Data modeling

July 18, 2024

4 minutes

      Modeling A/B Tests in the Data Warehouse

      István Mészáros

      Why run experiments?

      In product development, experimentation is crucial in validating hypotheses and making data-driven decisions.

      Running experiments, often referred to as A/B testing, allows organizations to:

      1. Validate Assumptions: Instead of relying on intuition or past experiences, experiments provide empirical evidence about what works best for users.
      2. Improve User Experience: By testing different versions of a product or feature, companies can identify the variations that enhance user satisfaction and engagement.
      3. Increase Conversion Rates: Experimentation helps optimize key performance indicators (KPIs) like conversion rates, leading to higher revenues and growth.
      4. Reduce Risk: Introducing changes to a small user segment reduces the risk of a negative impact on the entire user base.
      5. Foster a Culture of Innovation: Encouraging experimentation promotes a culture of learning and continuous improvement within the organization.

      In this post, I will compare a few possibilities for tracking and storing experiment allocation data in event datasets in the data warehouse. I will also cover using the experimentation data in warehouse-native product analytics tools such as mitzu.io.

      Storing experiment allocation data in event tables

      Effective storage and ingestion of experiment data are essential to derive meaningful insights.

      In this post, I assume users are associated with experiment variants with an external third-party service (such as Optimizely or GrowthBook). The user variant allocation information is present on the client side (mobile app or web app), where the user-tracked events are recorded.

      This means the experiment allocation data can already be attached to any event on the client side.

      There are two things that we have to decide before going forward:

      • Which events should have the experiment allocation data?
      • How do we model experiment allocation data per event?
      • How do we store the experiment data in the data warehouse?

      Which events should have the experiment allocation property?

      There are two really two options here to consider:

      • Every event should have an experiment allocation property. This will simplify data analytics down the line. However, it might become problematic as experiment data takes up a lot of space and only changes sometimes.
      • Creating a unique event triggered when the user is associated with experiments. This approach will keep all other events clean and will scale better. However, experiment analysis suddenly became funnel analytics, where the newly created event is the first step of the funnel.

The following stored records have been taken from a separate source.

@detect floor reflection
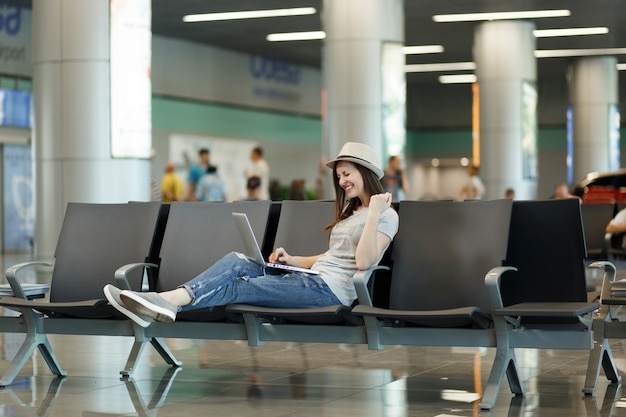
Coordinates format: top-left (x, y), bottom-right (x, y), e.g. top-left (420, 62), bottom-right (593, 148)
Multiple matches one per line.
top-left (0, 258), bottom-right (626, 417)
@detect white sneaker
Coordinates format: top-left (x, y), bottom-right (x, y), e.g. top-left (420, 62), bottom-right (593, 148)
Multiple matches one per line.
top-left (120, 290), bottom-right (179, 323)
top-left (103, 284), bottom-right (154, 327)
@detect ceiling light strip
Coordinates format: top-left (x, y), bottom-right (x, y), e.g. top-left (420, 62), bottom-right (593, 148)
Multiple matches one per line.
top-left (265, 30), bottom-right (326, 42)
top-left (433, 9), bottom-right (571, 23)
top-left (404, 62), bottom-right (476, 72)
top-left (535, 48), bottom-right (626, 58)
top-left (402, 45), bottom-right (443, 55)
top-left (183, 7), bottom-right (317, 22)
top-left (439, 74), bottom-right (476, 84)
top-left (533, 27), bottom-right (609, 38)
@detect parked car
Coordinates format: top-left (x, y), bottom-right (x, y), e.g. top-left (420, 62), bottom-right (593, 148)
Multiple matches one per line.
top-left (574, 169), bottom-right (626, 204)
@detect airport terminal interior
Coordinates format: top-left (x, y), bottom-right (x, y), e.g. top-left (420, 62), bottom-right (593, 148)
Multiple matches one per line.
top-left (0, 0), bottom-right (626, 417)
top-left (0, 255), bottom-right (626, 417)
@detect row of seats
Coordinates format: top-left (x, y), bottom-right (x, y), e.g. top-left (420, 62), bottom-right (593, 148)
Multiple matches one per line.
top-left (0, 199), bottom-right (620, 409)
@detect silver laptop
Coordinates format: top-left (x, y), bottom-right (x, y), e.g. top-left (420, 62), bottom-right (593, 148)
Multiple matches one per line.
top-left (233, 213), bottom-right (319, 275)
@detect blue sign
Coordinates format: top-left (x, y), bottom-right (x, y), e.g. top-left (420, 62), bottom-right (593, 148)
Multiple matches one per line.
top-left (4, 145), bottom-right (35, 250)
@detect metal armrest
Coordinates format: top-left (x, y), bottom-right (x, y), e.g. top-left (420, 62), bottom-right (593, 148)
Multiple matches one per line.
top-left (352, 265), bottom-right (389, 307)
top-left (589, 261), bottom-right (620, 319)
top-left (4, 261), bottom-right (53, 300)
top-left (115, 262), bottom-right (159, 290)
top-left (485, 266), bottom-right (517, 310)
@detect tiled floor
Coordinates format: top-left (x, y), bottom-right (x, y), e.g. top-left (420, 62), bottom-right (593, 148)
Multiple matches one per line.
top-left (0, 252), bottom-right (626, 417)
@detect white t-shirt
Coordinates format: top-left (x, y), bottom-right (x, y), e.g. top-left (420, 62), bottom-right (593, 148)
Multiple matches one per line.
top-left (312, 208), bottom-right (398, 306)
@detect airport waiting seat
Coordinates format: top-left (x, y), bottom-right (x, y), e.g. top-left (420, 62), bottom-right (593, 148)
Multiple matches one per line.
top-left (0, 202), bottom-right (167, 386)
top-left (491, 199), bottom-right (619, 394)
top-left (353, 200), bottom-right (523, 408)
top-left (116, 201), bottom-right (276, 375)
top-left (580, 203), bottom-right (615, 259)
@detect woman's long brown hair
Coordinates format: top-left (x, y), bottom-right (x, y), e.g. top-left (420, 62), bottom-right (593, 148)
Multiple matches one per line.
top-left (325, 161), bottom-right (385, 230)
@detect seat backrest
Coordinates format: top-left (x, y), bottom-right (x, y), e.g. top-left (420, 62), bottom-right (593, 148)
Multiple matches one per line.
top-left (500, 198), bottom-right (587, 306)
top-left (581, 203), bottom-right (615, 255)
top-left (50, 202), bottom-right (161, 302)
top-left (274, 200), bottom-right (335, 256)
top-left (156, 201), bottom-right (271, 291)
top-left (389, 200), bottom-right (512, 313)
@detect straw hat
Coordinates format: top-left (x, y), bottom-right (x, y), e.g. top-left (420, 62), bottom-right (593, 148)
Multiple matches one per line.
top-left (326, 142), bottom-right (385, 179)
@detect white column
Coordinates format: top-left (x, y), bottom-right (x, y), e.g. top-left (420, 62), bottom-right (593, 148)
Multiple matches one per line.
top-left (32, 0), bottom-right (150, 258)
top-left (474, 21), bottom-right (537, 199)
top-left (322, 0), bottom-right (405, 193)
top-left (568, 56), bottom-right (619, 183)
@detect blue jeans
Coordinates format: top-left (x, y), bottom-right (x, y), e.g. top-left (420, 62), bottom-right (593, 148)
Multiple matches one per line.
top-left (182, 252), bottom-right (341, 311)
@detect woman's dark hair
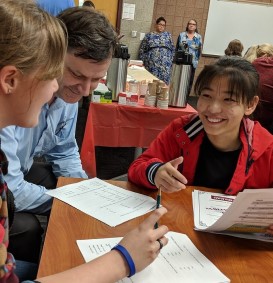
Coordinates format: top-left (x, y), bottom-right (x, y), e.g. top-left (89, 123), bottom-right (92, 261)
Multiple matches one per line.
top-left (194, 56), bottom-right (259, 105)
top-left (82, 0), bottom-right (96, 9)
top-left (186, 19), bottom-right (198, 33)
top-left (155, 17), bottom-right (167, 24)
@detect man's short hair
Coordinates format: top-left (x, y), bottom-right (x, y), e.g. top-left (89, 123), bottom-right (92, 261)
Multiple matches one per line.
top-left (58, 6), bottom-right (117, 62)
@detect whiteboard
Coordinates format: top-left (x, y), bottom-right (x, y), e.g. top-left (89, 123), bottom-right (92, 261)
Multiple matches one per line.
top-left (202, 0), bottom-right (273, 56)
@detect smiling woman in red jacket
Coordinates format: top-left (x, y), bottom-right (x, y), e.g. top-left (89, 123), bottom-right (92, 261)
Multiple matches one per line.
top-left (128, 56), bottom-right (273, 233)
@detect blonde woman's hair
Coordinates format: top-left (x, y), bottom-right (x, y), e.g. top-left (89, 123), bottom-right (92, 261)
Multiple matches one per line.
top-left (0, 0), bottom-right (67, 80)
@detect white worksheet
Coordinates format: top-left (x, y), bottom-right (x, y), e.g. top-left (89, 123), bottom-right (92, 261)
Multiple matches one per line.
top-left (47, 178), bottom-right (156, 227)
top-left (192, 189), bottom-right (273, 242)
top-left (77, 232), bottom-right (230, 283)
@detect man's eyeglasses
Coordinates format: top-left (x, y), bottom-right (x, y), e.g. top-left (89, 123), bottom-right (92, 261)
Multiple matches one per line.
top-left (0, 148), bottom-right (9, 175)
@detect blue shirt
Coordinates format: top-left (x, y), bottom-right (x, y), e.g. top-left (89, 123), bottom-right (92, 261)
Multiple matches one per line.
top-left (0, 98), bottom-right (87, 213)
top-left (176, 31), bottom-right (202, 69)
top-left (37, 0), bottom-right (75, 16)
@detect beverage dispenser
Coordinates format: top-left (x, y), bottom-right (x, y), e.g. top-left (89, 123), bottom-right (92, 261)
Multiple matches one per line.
top-left (106, 43), bottom-right (130, 101)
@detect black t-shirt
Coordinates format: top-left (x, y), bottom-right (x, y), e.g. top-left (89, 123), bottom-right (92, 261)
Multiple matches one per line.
top-left (193, 136), bottom-right (241, 190)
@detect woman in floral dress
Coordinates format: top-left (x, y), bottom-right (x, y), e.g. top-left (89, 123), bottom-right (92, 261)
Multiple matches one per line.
top-left (139, 17), bottom-right (174, 85)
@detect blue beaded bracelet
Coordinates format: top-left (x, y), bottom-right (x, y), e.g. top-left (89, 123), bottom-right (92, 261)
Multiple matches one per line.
top-left (112, 245), bottom-right (136, 277)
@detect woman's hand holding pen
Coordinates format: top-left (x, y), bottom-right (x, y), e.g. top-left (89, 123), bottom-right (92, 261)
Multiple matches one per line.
top-left (154, 157), bottom-right (188, 193)
top-left (120, 207), bottom-right (168, 272)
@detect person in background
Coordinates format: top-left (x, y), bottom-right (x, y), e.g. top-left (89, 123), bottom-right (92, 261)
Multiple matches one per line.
top-left (252, 44), bottom-right (273, 134)
top-left (243, 45), bottom-right (258, 63)
top-left (225, 39), bottom-right (244, 57)
top-left (139, 17), bottom-right (174, 85)
top-left (0, 7), bottom-right (116, 272)
top-left (82, 0), bottom-right (96, 9)
top-left (176, 19), bottom-right (203, 95)
top-left (37, 0), bottom-right (75, 16)
top-left (0, 0), bottom-right (168, 283)
top-left (128, 56), bottom-right (273, 234)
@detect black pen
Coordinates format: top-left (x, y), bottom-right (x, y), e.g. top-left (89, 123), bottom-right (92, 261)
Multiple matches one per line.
top-left (154, 186), bottom-right (161, 229)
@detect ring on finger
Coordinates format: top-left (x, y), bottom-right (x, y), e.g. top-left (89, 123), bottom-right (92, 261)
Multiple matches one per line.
top-left (157, 239), bottom-right (164, 250)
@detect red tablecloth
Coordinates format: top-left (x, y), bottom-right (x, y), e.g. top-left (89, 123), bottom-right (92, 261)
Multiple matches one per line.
top-left (81, 99), bottom-right (196, 177)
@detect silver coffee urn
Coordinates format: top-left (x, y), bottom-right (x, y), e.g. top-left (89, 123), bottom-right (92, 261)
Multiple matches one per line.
top-left (169, 46), bottom-right (192, 107)
top-left (106, 43), bottom-right (130, 101)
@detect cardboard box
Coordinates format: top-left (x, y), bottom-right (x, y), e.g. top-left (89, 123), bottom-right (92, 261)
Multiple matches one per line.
top-left (118, 91), bottom-right (139, 106)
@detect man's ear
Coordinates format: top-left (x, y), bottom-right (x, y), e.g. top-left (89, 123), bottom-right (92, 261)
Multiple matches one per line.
top-left (0, 66), bottom-right (19, 94)
top-left (245, 95), bottom-right (259, 116)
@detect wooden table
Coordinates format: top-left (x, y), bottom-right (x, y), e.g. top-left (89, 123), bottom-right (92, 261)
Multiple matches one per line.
top-left (38, 178), bottom-right (273, 283)
top-left (81, 99), bottom-right (196, 177)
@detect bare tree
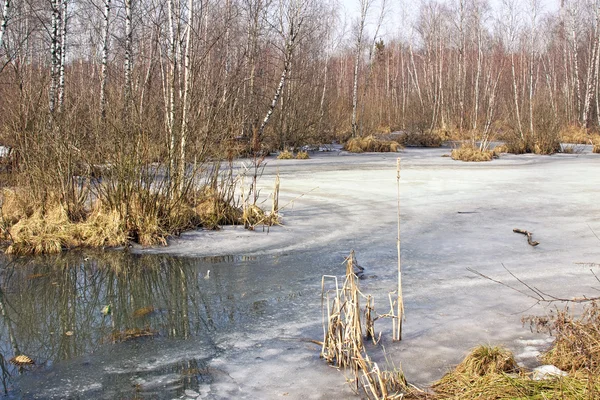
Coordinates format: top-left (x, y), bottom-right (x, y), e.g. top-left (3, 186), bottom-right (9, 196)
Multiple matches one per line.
top-left (0, 0), bottom-right (10, 52)
top-left (100, 0), bottom-right (111, 122)
top-left (352, 0), bottom-right (373, 137)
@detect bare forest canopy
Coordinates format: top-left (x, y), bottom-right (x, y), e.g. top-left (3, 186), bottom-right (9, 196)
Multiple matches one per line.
top-left (0, 0), bottom-right (600, 252)
top-left (0, 0), bottom-right (600, 156)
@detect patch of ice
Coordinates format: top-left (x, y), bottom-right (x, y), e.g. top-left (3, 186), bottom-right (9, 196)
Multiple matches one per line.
top-left (532, 365), bottom-right (568, 381)
top-left (185, 389), bottom-right (200, 399)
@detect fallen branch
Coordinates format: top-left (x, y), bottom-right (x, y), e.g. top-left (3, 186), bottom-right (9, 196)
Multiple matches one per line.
top-left (513, 228), bottom-right (540, 246)
top-left (467, 264), bottom-right (600, 305)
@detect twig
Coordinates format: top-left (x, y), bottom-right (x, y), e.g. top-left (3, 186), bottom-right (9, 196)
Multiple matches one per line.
top-left (513, 228), bottom-right (540, 246)
top-left (467, 264), bottom-right (600, 305)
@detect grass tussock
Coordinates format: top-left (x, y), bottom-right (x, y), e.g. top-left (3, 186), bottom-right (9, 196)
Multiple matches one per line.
top-left (492, 144), bottom-right (508, 157)
top-left (277, 150), bottom-right (294, 160)
top-left (560, 125), bottom-right (600, 145)
top-left (543, 303), bottom-right (600, 375)
top-left (433, 302), bottom-right (600, 399)
top-left (450, 144), bottom-right (494, 162)
top-left (400, 131), bottom-right (445, 147)
top-left (344, 135), bottom-right (402, 153)
top-left (0, 183), bottom-right (280, 255)
top-left (296, 151), bottom-right (310, 160)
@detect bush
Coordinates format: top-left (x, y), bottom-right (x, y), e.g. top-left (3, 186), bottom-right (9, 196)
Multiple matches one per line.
top-left (400, 132), bottom-right (444, 147)
top-left (277, 150), bottom-right (294, 160)
top-left (560, 125), bottom-right (600, 144)
top-left (451, 143), bottom-right (494, 162)
top-left (344, 135), bottom-right (402, 153)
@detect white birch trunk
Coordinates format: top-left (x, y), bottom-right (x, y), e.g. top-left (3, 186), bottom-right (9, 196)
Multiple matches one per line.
top-left (58, 0), bottom-right (67, 113)
top-left (48, 0), bottom-right (60, 114)
top-left (124, 0), bottom-right (133, 107)
top-left (100, 0), bottom-right (111, 122)
top-left (0, 0), bottom-right (10, 53)
top-left (179, 0), bottom-right (194, 189)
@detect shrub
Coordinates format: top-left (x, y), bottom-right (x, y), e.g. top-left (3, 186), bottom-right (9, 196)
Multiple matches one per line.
top-left (344, 135), bottom-right (402, 153)
top-left (400, 132), bottom-right (444, 147)
top-left (451, 143), bottom-right (494, 162)
top-left (277, 150), bottom-right (294, 160)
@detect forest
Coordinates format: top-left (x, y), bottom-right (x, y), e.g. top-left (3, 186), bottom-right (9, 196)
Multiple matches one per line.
top-left (0, 0), bottom-right (600, 253)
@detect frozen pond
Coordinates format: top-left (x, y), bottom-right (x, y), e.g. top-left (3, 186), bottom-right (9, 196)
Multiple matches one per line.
top-left (0, 149), bottom-right (600, 399)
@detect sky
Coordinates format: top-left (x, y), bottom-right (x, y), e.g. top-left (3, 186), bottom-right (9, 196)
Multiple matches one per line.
top-left (338, 0), bottom-right (560, 38)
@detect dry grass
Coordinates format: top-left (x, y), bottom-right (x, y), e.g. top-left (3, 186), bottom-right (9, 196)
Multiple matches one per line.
top-left (450, 143), bottom-right (494, 162)
top-left (296, 151), bottom-right (310, 160)
top-left (277, 150), bottom-right (294, 160)
top-left (543, 302), bottom-right (600, 375)
top-left (0, 181), bottom-right (268, 255)
top-left (492, 144), bottom-right (508, 157)
top-left (6, 205), bottom-right (78, 255)
top-left (344, 135), bottom-right (402, 153)
top-left (400, 132), bottom-right (444, 147)
top-left (321, 252), bottom-right (422, 399)
top-left (433, 303), bottom-right (600, 399)
top-left (560, 125), bottom-right (600, 145)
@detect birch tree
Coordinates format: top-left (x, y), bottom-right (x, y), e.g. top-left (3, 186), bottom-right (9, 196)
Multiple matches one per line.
top-left (0, 0), bottom-right (10, 53)
top-left (352, 0), bottom-right (373, 137)
top-left (100, 0), bottom-right (111, 122)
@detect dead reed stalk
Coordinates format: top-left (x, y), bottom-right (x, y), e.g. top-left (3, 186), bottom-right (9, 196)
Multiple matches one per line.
top-left (321, 251), bottom-right (416, 399)
top-left (392, 158), bottom-right (404, 341)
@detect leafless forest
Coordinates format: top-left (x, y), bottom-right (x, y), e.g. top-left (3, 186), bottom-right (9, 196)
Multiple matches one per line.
top-left (0, 0), bottom-right (600, 250)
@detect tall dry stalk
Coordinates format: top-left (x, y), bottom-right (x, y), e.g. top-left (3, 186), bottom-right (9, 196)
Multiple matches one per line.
top-left (392, 158), bottom-right (404, 341)
top-left (321, 251), bottom-right (412, 399)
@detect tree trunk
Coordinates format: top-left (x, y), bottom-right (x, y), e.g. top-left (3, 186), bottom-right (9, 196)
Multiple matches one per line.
top-left (124, 0), bottom-right (133, 108)
top-left (58, 0), bottom-right (67, 113)
top-left (0, 0), bottom-right (10, 53)
top-left (100, 0), bottom-right (110, 123)
top-left (48, 0), bottom-right (61, 114)
top-left (179, 0), bottom-right (194, 190)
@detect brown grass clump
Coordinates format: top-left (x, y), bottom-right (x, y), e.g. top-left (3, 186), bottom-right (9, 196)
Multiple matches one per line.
top-left (455, 346), bottom-right (519, 376)
top-left (296, 151), bottom-right (310, 160)
top-left (6, 205), bottom-right (77, 255)
top-left (543, 302), bottom-right (600, 375)
top-left (277, 150), bottom-right (294, 160)
top-left (560, 125), bottom-right (600, 144)
top-left (492, 144), bottom-right (508, 157)
top-left (400, 132), bottom-right (444, 147)
top-left (344, 135), bottom-right (402, 153)
top-left (433, 302), bottom-right (600, 399)
top-left (450, 144), bottom-right (494, 162)
top-left (77, 202), bottom-right (129, 247)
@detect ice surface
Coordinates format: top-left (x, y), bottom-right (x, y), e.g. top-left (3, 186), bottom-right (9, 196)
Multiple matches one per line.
top-left (139, 147), bottom-right (600, 392)
top-left (4, 148), bottom-right (600, 400)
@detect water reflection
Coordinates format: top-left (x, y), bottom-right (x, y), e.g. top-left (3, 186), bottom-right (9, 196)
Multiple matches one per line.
top-left (0, 252), bottom-right (277, 398)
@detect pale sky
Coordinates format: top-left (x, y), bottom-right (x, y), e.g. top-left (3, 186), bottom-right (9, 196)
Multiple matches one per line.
top-left (338, 0), bottom-right (560, 38)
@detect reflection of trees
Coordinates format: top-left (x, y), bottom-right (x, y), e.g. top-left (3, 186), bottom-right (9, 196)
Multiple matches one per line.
top-left (0, 252), bottom-right (243, 390)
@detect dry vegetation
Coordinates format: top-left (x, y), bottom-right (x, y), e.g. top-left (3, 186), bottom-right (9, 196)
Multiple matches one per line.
top-left (433, 303), bottom-right (600, 400)
top-left (450, 143), bottom-right (494, 162)
top-left (344, 135), bottom-right (402, 153)
top-left (399, 131), bottom-right (447, 147)
top-left (321, 252), bottom-right (423, 399)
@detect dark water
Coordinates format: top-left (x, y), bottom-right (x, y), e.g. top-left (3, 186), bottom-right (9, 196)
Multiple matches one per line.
top-left (0, 252), bottom-right (337, 399)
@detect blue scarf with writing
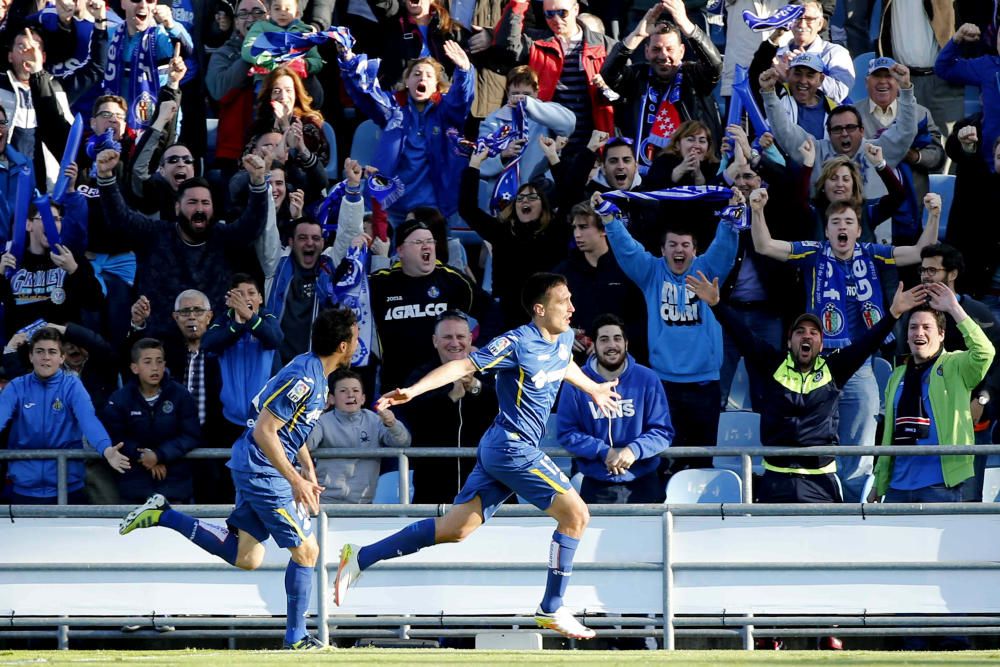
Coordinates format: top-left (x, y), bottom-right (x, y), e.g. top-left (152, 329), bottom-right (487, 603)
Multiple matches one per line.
top-left (104, 23), bottom-right (160, 130)
top-left (805, 241), bottom-right (892, 349)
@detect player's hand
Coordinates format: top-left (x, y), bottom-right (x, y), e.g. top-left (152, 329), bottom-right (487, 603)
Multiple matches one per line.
top-left (685, 271), bottom-right (719, 306)
top-left (292, 475), bottom-right (324, 514)
top-left (375, 387), bottom-right (413, 412)
top-left (104, 442), bottom-right (132, 472)
top-left (590, 378), bottom-right (621, 417)
top-left (139, 449), bottom-right (160, 470)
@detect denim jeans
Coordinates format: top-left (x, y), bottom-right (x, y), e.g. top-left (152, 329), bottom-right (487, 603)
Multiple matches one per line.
top-left (882, 484), bottom-right (963, 503)
top-left (837, 360), bottom-right (878, 503)
top-left (719, 308), bottom-right (784, 412)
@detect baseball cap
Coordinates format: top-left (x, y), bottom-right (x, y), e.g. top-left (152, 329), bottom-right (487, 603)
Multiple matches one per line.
top-left (396, 218), bottom-right (431, 243)
top-left (788, 313), bottom-right (823, 338)
top-left (788, 53), bottom-right (826, 74)
top-left (868, 56), bottom-right (896, 74)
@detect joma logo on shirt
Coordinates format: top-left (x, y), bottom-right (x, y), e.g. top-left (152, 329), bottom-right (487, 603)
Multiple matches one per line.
top-left (587, 398), bottom-right (635, 419)
top-left (385, 303), bottom-right (448, 322)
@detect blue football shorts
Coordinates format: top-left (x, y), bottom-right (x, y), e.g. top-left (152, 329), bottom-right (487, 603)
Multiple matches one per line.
top-left (455, 426), bottom-right (572, 520)
top-left (226, 470), bottom-right (313, 549)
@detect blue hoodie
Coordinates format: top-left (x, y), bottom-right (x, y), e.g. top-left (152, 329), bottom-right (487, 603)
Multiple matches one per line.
top-left (605, 219), bottom-right (739, 382)
top-left (0, 369), bottom-right (111, 498)
top-left (557, 354), bottom-right (674, 483)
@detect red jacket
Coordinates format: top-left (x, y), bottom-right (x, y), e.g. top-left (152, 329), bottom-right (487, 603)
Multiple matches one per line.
top-left (494, 0), bottom-right (615, 134)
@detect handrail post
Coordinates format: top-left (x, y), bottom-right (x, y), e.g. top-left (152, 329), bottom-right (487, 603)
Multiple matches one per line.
top-left (56, 452), bottom-right (69, 505)
top-left (740, 454), bottom-right (753, 504)
top-left (316, 510), bottom-right (330, 645)
top-left (663, 509), bottom-right (674, 651)
top-left (399, 454), bottom-right (410, 505)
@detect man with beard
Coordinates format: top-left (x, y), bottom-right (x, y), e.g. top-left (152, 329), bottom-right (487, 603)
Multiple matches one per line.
top-left (97, 150), bottom-right (268, 328)
top-left (399, 310), bottom-right (497, 505)
top-left (558, 314), bottom-right (674, 504)
top-left (687, 271), bottom-right (926, 503)
top-left (601, 0), bottom-right (722, 174)
top-left (759, 63), bottom-right (917, 202)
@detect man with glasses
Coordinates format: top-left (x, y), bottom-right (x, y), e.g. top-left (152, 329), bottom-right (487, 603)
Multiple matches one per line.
top-left (494, 0), bottom-right (615, 154)
top-left (601, 0), bottom-right (722, 174)
top-left (205, 0), bottom-right (268, 177)
top-left (371, 218), bottom-right (479, 389)
top-left (399, 310), bottom-right (497, 505)
top-left (896, 243), bottom-right (1000, 502)
top-left (759, 63), bottom-right (917, 205)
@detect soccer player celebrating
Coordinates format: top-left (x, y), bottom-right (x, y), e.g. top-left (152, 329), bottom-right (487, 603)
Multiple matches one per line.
top-left (334, 273), bottom-right (618, 639)
top-left (118, 309), bottom-right (358, 650)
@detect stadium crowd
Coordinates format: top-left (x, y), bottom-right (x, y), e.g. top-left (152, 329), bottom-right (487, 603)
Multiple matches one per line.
top-left (0, 0), bottom-right (1000, 516)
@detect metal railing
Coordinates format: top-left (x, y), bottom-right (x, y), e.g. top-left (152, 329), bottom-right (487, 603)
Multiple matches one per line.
top-left (0, 445), bottom-right (1000, 505)
top-left (0, 503), bottom-right (1000, 650)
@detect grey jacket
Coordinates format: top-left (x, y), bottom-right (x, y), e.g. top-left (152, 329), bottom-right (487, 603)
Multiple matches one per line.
top-left (306, 409), bottom-right (410, 503)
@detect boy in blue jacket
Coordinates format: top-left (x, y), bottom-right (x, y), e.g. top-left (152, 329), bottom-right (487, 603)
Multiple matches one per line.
top-left (101, 338), bottom-right (201, 503)
top-left (0, 327), bottom-right (130, 505)
top-left (200, 273), bottom-right (285, 444)
top-left (558, 313), bottom-right (674, 504)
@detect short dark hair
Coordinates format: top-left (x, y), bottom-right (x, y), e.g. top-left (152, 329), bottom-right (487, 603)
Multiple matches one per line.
top-left (826, 104), bottom-right (865, 132)
top-left (521, 272), bottom-right (566, 313)
top-left (129, 338), bottom-right (166, 364)
top-left (588, 313), bottom-right (628, 343)
top-left (28, 327), bottom-right (63, 348)
top-left (312, 308), bottom-right (358, 357)
top-left (229, 273), bottom-right (260, 292)
top-left (910, 303), bottom-right (948, 333)
top-left (920, 243), bottom-right (965, 275)
top-left (569, 199), bottom-right (604, 230)
top-left (177, 176), bottom-right (212, 201)
top-left (327, 368), bottom-right (365, 391)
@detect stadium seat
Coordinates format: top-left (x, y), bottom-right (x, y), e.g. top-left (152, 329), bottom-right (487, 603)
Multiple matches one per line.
top-left (924, 174), bottom-right (955, 241)
top-left (872, 357), bottom-right (892, 414)
top-left (983, 468), bottom-right (1000, 503)
top-left (712, 412), bottom-right (764, 475)
top-left (372, 470), bottom-right (413, 505)
top-left (848, 51), bottom-right (875, 104)
top-left (351, 120), bottom-right (382, 166)
top-left (323, 121), bottom-right (340, 183)
top-left (665, 468), bottom-right (743, 505)
top-left (726, 359), bottom-right (753, 410)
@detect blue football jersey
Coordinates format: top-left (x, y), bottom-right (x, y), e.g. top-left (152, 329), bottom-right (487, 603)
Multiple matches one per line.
top-left (228, 352), bottom-right (329, 475)
top-left (469, 324), bottom-right (573, 446)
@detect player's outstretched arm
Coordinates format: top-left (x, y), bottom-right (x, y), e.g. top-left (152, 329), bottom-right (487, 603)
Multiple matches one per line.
top-left (565, 361), bottom-right (621, 415)
top-left (375, 357), bottom-right (476, 411)
top-left (253, 409), bottom-right (323, 514)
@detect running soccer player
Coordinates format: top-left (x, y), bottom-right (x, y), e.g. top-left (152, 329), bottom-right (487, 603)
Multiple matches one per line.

      As a rule of thumb, I suggest creating a single event to store experiment allocation data and keep all other events clean.

      How do we model experiment allocation data per event?

      The main problem with storing experiment allocation is that a single user can participate in multiple experiments at any time. Experiments have names, versions, variants, etc. In some cases, they can have other extra properties.

      Here is an example of storing this information in a JSON body when tracking events.

      {
      	"user_id": "u1",
      	"event_time": "2024-07-17 16:00:00",
      	"event": "experiments_allocated",
      	"experiments": {
      		"button_color|v1": "RED",
      		"design_iteration|v2": "CONTROL",
      		"experiment_22|v3": "A",
      	}
      }

      The main drawback of this approach is that the experiment's version is concatenated with the JSON keys. This only causes problems if you are using versioned experiments.

      The other option is to store experiment allocation as an Array of JSON property:

      {
      	"user_id": "u1",
      	"event_time": "2024-07-17 16:00:00",
      	"event": "experiments_allocated",
      	"experiments": [
      		{"name":"button_color", "version":"v1", "variant":"RED"},
      		{"name":"design_iteration", "version":"v2", "variant":"CONTROL"},
      		{"name":"experiment_22", "version":"v3", "variant":"A"},
      	]
      }

      However, this approach will cause significant issues later in data analytics. I suggest sticking to the nested JSON approach. The latter is used by, for example, Optimizely. It is a great model but hard to process as a data analyst. Also, it can inherently cause data quality issues if the same experiment is twice present in the experiment_allocation event.

      How do we store the experiment data in the data warehouse?

      We have decided that the experimentation allocation data should be stored in only one event as nested JSONs.

      Most modern data warehouses and lakes support JSON, Variant, or Map types. Any of these is sufficient for storing experiment data in the data warehouse.

      Here is an example table with MAP type from Databricks.

      CREATE TABLE all_events.experiments_allocated (
       user_id STRING,
       event_time TIMESTAMP,
       event STRING,
       experiments MAP<STRING, STRING>
      )


      This model has many benefits:

      • You can list which experiments the users were experiencing. This allows you to investigate
      • You can easily group by the variants of a single experiment. This will allow you to compare the variants of the experiments.

      In contrast, storing data as arrays will result in more complex queries as you first need to unnest the array type.

      Post-experiment analytics with warehouse-native product analytics

      Storing experiment allocation data in the data has the benefit that experimentation data can be viewed in context with other critical datasets like:

      • Finance datasets
      • Product usage
      • Marketing datasets
      • Sales datasets

      The fact that you can join the experiment allocation events with other product event tables based on the user_id column makes this solution the perfect candidate for warehouse-native product analytics such as Mitzu (mitzu.io).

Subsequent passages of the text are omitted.